I am new and like to say hello here's my catch from Sunday 11/25/18. The wife and I caught a good variety of legal edible fish. if pic doesn't post i will try again.


----------



## GROUPERKING

Very nice ! You got some of everything !

Sent from my SM-G955U using Tapatalk


----------



## Capnmichael

Nice catch! What time of day were you out there?


----------



## FLfishcatcher

*time of day*

I fished from 6:30 AM until about 9:00 AM there was a good cut in the sandbar with an out going water. It was on Okaloosa Island.


----------



## Achim2

Welcome to the Forum! Nice mess of good table fair !


----------



## Capnmichael

FLfishcatcher said:


> I fished from 6:30 AM until about 9:00 AM there was a good cut in the sandbar with an out going water. It was on Okaloosa Island.

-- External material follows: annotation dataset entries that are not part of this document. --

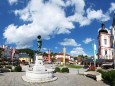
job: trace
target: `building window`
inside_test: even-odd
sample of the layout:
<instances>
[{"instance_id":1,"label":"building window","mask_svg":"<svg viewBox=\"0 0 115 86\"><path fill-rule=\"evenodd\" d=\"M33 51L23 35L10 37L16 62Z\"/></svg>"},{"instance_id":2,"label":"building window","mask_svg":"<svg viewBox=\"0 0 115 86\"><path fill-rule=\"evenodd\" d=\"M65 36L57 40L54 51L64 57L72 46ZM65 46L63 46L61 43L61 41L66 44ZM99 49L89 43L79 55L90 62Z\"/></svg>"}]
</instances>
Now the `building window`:
<instances>
[{"instance_id":1,"label":"building window","mask_svg":"<svg viewBox=\"0 0 115 86\"><path fill-rule=\"evenodd\" d=\"M105 44L105 45L107 44L107 39L104 39L104 44Z\"/></svg>"}]
</instances>

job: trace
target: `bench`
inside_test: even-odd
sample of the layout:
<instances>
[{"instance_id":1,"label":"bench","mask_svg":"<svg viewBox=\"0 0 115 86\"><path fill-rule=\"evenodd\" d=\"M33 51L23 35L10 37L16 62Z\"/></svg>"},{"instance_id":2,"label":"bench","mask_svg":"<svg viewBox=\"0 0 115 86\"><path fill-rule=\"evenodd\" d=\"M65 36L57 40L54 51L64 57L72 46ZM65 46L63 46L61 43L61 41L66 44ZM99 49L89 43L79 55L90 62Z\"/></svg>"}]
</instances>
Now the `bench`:
<instances>
[{"instance_id":1,"label":"bench","mask_svg":"<svg viewBox=\"0 0 115 86\"><path fill-rule=\"evenodd\" d=\"M94 78L94 79L96 79L96 81L102 80L101 73L96 72L96 71L84 72L84 75L88 76L88 77L91 77L91 78Z\"/></svg>"}]
</instances>

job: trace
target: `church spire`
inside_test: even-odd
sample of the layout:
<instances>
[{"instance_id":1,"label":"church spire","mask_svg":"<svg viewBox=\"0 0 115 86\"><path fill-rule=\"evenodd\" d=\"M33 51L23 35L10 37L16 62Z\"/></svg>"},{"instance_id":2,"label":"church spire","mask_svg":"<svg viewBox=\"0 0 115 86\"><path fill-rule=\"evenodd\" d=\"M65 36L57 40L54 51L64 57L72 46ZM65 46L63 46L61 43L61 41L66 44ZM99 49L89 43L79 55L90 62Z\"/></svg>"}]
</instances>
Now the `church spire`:
<instances>
[{"instance_id":1,"label":"church spire","mask_svg":"<svg viewBox=\"0 0 115 86\"><path fill-rule=\"evenodd\" d=\"M102 29L105 29L104 21L102 21L101 27L102 27Z\"/></svg>"},{"instance_id":2,"label":"church spire","mask_svg":"<svg viewBox=\"0 0 115 86\"><path fill-rule=\"evenodd\" d=\"M113 16L113 23L112 23L112 26L113 26L113 27L115 26L115 12L114 12L114 16Z\"/></svg>"}]
</instances>

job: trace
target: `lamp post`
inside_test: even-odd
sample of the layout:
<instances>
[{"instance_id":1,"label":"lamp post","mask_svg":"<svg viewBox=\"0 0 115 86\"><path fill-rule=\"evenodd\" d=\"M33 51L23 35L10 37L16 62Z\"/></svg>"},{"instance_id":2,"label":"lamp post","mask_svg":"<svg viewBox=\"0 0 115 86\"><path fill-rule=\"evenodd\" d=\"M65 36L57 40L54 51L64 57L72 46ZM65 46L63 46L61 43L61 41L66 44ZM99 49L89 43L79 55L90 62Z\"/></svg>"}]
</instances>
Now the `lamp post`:
<instances>
[{"instance_id":1,"label":"lamp post","mask_svg":"<svg viewBox=\"0 0 115 86\"><path fill-rule=\"evenodd\" d=\"M65 55L66 54L66 48L64 47L63 48L63 64L64 64L64 66L65 66Z\"/></svg>"}]
</instances>

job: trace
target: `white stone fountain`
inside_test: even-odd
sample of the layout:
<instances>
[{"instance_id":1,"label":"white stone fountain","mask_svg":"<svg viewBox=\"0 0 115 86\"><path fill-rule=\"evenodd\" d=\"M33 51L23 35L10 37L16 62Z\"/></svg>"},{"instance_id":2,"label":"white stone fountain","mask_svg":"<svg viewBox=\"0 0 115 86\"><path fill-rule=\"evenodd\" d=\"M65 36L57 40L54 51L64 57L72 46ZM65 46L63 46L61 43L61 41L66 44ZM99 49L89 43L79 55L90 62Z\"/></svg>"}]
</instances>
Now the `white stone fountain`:
<instances>
[{"instance_id":1,"label":"white stone fountain","mask_svg":"<svg viewBox=\"0 0 115 86\"><path fill-rule=\"evenodd\" d=\"M33 70L26 70L26 75L22 79L26 82L49 82L57 77L53 74L54 69L45 68L42 56L37 55Z\"/></svg>"}]
</instances>

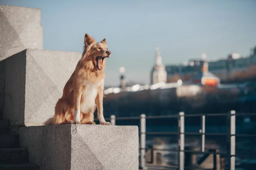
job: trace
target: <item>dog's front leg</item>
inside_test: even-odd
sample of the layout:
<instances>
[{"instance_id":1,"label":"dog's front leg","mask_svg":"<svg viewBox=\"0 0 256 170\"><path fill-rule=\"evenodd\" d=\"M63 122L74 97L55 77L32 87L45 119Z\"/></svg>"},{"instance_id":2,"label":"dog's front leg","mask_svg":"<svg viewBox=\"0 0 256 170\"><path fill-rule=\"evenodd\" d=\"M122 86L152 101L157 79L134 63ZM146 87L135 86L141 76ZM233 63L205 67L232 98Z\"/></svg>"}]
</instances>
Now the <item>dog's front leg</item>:
<instances>
[{"instance_id":1,"label":"dog's front leg","mask_svg":"<svg viewBox=\"0 0 256 170\"><path fill-rule=\"evenodd\" d=\"M74 113L74 124L81 124L80 120L80 102L82 93L80 90L77 89L74 91L75 98L75 113Z\"/></svg>"},{"instance_id":2,"label":"dog's front leg","mask_svg":"<svg viewBox=\"0 0 256 170\"><path fill-rule=\"evenodd\" d=\"M98 110L98 119L99 121L100 125L111 125L110 122L106 122L103 116L103 86L99 87L95 99Z\"/></svg>"}]
</instances>

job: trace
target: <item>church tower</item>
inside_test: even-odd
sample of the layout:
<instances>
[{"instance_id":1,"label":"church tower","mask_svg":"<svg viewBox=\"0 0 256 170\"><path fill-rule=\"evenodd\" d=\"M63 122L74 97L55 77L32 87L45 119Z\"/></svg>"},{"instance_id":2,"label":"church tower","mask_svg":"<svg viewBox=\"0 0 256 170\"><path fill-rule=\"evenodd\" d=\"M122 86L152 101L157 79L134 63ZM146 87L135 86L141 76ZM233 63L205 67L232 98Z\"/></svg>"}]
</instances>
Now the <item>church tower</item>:
<instances>
[{"instance_id":1,"label":"church tower","mask_svg":"<svg viewBox=\"0 0 256 170\"><path fill-rule=\"evenodd\" d=\"M159 48L156 48L154 65L151 72L151 84L160 82L166 82L167 73L165 67L162 63L162 57Z\"/></svg>"}]
</instances>

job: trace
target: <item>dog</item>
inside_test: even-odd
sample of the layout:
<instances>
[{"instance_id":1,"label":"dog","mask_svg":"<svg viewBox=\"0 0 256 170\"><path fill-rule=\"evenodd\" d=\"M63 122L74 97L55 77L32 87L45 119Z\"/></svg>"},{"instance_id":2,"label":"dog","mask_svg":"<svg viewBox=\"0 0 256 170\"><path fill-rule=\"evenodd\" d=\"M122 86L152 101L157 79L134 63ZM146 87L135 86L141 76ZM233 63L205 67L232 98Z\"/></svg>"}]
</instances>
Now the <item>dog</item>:
<instances>
[{"instance_id":1,"label":"dog","mask_svg":"<svg viewBox=\"0 0 256 170\"><path fill-rule=\"evenodd\" d=\"M85 34L82 57L56 104L54 116L44 125L95 125L96 107L100 125L111 125L104 119L103 106L106 58L111 54L105 38L96 42Z\"/></svg>"}]
</instances>

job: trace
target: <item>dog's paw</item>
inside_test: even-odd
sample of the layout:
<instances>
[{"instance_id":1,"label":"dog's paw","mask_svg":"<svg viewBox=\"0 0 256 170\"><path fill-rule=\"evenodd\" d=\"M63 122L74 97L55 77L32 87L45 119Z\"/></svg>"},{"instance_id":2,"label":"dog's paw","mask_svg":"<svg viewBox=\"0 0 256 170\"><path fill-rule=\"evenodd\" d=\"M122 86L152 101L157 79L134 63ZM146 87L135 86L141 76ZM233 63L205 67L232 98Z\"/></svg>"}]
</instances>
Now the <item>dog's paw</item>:
<instances>
[{"instance_id":1,"label":"dog's paw","mask_svg":"<svg viewBox=\"0 0 256 170\"><path fill-rule=\"evenodd\" d=\"M69 124L73 124L74 123L74 122L72 120L70 120L69 121L67 121L67 123Z\"/></svg>"},{"instance_id":2,"label":"dog's paw","mask_svg":"<svg viewBox=\"0 0 256 170\"><path fill-rule=\"evenodd\" d=\"M86 122L87 125L96 125L94 122Z\"/></svg>"},{"instance_id":3,"label":"dog's paw","mask_svg":"<svg viewBox=\"0 0 256 170\"><path fill-rule=\"evenodd\" d=\"M109 122L105 122L99 123L99 125L111 125L111 123Z\"/></svg>"},{"instance_id":4,"label":"dog's paw","mask_svg":"<svg viewBox=\"0 0 256 170\"><path fill-rule=\"evenodd\" d=\"M77 125L80 125L81 124L81 122L75 121L75 122L74 122L74 124L77 124Z\"/></svg>"}]
</instances>

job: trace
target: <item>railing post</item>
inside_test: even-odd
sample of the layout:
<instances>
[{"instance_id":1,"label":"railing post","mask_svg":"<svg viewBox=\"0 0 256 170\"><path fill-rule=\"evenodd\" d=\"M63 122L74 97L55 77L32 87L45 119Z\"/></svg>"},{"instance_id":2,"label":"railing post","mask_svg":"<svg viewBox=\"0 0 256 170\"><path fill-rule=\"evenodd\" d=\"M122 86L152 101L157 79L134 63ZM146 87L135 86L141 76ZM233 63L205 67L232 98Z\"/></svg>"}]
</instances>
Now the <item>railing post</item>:
<instances>
[{"instance_id":1,"label":"railing post","mask_svg":"<svg viewBox=\"0 0 256 170\"><path fill-rule=\"evenodd\" d=\"M184 112L179 113L178 128L179 128L179 170L184 170Z\"/></svg>"},{"instance_id":2,"label":"railing post","mask_svg":"<svg viewBox=\"0 0 256 170\"><path fill-rule=\"evenodd\" d=\"M140 115L140 166L143 169L145 168L146 154L146 115Z\"/></svg>"},{"instance_id":3,"label":"railing post","mask_svg":"<svg viewBox=\"0 0 256 170\"><path fill-rule=\"evenodd\" d=\"M116 116L112 115L110 116L110 123L111 125L116 125Z\"/></svg>"},{"instance_id":4,"label":"railing post","mask_svg":"<svg viewBox=\"0 0 256 170\"><path fill-rule=\"evenodd\" d=\"M227 151L228 169L235 170L236 167L236 111L231 110L228 114Z\"/></svg>"},{"instance_id":5,"label":"railing post","mask_svg":"<svg viewBox=\"0 0 256 170\"><path fill-rule=\"evenodd\" d=\"M201 117L201 150L202 152L204 152L204 147L205 146L205 115L202 115Z\"/></svg>"}]
</instances>

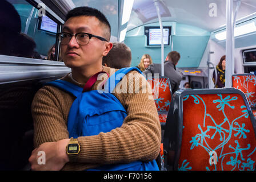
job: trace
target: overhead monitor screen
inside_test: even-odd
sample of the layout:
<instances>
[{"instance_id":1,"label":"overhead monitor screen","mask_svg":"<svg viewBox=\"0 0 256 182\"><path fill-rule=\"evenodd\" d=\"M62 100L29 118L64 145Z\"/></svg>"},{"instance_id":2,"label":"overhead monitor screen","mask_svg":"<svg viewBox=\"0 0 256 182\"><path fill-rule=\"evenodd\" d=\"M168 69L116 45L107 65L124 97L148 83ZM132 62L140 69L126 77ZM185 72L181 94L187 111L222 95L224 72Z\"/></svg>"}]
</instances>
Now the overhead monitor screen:
<instances>
[{"instance_id":1,"label":"overhead monitor screen","mask_svg":"<svg viewBox=\"0 0 256 182\"><path fill-rule=\"evenodd\" d=\"M145 34L147 36L147 46L161 46L161 32L159 27L145 27ZM163 27L163 44L170 45L171 27Z\"/></svg>"},{"instance_id":2,"label":"overhead monitor screen","mask_svg":"<svg viewBox=\"0 0 256 182\"><path fill-rule=\"evenodd\" d=\"M256 62L256 49L246 50L243 51L245 63Z\"/></svg>"},{"instance_id":3,"label":"overhead monitor screen","mask_svg":"<svg viewBox=\"0 0 256 182\"><path fill-rule=\"evenodd\" d=\"M39 24L39 29L52 33L57 33L57 23L47 16L43 16Z\"/></svg>"}]
</instances>

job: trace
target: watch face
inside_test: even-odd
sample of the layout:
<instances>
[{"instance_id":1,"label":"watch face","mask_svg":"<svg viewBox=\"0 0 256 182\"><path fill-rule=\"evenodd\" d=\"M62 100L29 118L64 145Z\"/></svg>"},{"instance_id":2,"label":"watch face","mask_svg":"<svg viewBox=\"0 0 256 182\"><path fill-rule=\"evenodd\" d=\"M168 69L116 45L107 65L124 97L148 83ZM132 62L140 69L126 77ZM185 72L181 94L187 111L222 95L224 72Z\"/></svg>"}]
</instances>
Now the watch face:
<instances>
[{"instance_id":1,"label":"watch face","mask_svg":"<svg viewBox=\"0 0 256 182\"><path fill-rule=\"evenodd\" d=\"M79 145L77 143L69 144L67 146L67 153L69 154L75 154L78 153Z\"/></svg>"}]
</instances>

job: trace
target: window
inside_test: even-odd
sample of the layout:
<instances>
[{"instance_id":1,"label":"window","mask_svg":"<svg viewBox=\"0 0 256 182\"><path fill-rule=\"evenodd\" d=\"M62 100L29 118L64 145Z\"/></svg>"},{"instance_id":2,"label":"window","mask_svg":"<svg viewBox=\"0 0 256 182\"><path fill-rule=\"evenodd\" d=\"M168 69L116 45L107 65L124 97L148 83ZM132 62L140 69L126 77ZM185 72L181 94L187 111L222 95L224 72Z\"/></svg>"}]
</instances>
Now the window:
<instances>
[{"instance_id":1,"label":"window","mask_svg":"<svg viewBox=\"0 0 256 182\"><path fill-rule=\"evenodd\" d=\"M7 0L4 6L0 54L54 60L58 24L25 0Z\"/></svg>"}]
</instances>

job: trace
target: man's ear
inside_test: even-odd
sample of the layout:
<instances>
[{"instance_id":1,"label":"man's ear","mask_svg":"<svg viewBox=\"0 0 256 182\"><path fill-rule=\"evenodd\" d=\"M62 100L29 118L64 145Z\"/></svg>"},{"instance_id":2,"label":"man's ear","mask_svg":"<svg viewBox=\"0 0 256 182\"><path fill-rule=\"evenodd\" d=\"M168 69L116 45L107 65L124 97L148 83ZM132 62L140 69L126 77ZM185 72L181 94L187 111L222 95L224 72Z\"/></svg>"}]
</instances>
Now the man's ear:
<instances>
[{"instance_id":1,"label":"man's ear","mask_svg":"<svg viewBox=\"0 0 256 182\"><path fill-rule=\"evenodd\" d=\"M109 52L111 50L112 47L113 47L113 44L111 42L107 42L106 43L105 49L102 53L103 56L106 56Z\"/></svg>"}]
</instances>

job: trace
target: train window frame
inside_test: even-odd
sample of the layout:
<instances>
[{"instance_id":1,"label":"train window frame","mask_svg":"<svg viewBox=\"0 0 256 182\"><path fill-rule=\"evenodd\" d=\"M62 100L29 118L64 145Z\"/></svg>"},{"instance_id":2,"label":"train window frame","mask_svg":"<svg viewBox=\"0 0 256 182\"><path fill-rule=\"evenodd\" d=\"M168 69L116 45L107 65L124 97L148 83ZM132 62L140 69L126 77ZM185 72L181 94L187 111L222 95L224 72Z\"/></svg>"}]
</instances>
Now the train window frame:
<instances>
[{"instance_id":1,"label":"train window frame","mask_svg":"<svg viewBox=\"0 0 256 182\"><path fill-rule=\"evenodd\" d=\"M42 23L43 22L43 16L46 16L48 18L50 18L51 20L53 20L53 22L54 22L54 23L55 23L57 24L56 32L52 32L52 31L49 31L49 30L46 30L43 29L42 28ZM50 33L50 34L51 34L56 35L58 33L57 32L58 32L58 23L57 23L55 21L53 20L51 18L48 17L48 16L47 16L47 15L43 15L42 16L39 16L38 17L38 26L37 26L37 29L40 30L40 31L45 31L45 32L46 32L47 33Z\"/></svg>"},{"instance_id":2,"label":"train window frame","mask_svg":"<svg viewBox=\"0 0 256 182\"><path fill-rule=\"evenodd\" d=\"M168 36L168 43L167 44L164 44L164 46L170 46L171 43L171 28L172 26L163 26L163 29L169 29L169 36ZM160 29L159 26L144 26L144 35L146 36L146 47L161 47L161 44L149 44L149 30L153 29Z\"/></svg>"}]
</instances>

I was out from 6-10am on Sunday on the island too and I thought I had found a decent hole on the side of a point but I guess not! You hit the money hole


----------



## FLfishcatcher

*your right*

I found the jackpot. I used peeled dead shrimp for bait. i was shocked at the amount and the variety of fish. reds were 25" and 19".


----------



## SurfFishingMeister

That was a fantastic day!!!! I always wanted to fish on Okalossa Island close to the Destin Pass.


----------



## cdean2

FLfishcatcher was that you at John Beasley Park? If so I was a guy with the bait launcher

Sent from my SM-G930VL using Tapatalk


----------



## FLfishcatcher

*guy at beasley*

Yes that was me. How did you do?


----------



## cdean2

Diddnt catch a fish. Diddnt have any bites at all that I could see. The bait on the launcher had been nibbled on the tail end. Figured from crabs.. had the clam fish bites also but guess they were not having it.

Sent from my SM-G930VL using Tapatalk


----------



## Bamaprttyboy2

*nyce!*



FLfishcatcher said:


> I am new and like to say hello here's my catch from Sunday 11/25/18. The wife and I caught a good variety of legal edible fish. if pic doesn't post i will try again.


Nice catch! That's a nice dinner you got there.


----------



## FLfishcatcher

The fishing that i usually do in the surf turned into catching this day. We made a meal for our family out of these. I feel lucky to have caught this many and such variety in one spot. good luck to all.


----------



## FLfishcatcher

that was one of my best short trips of surf fishing lately.


----------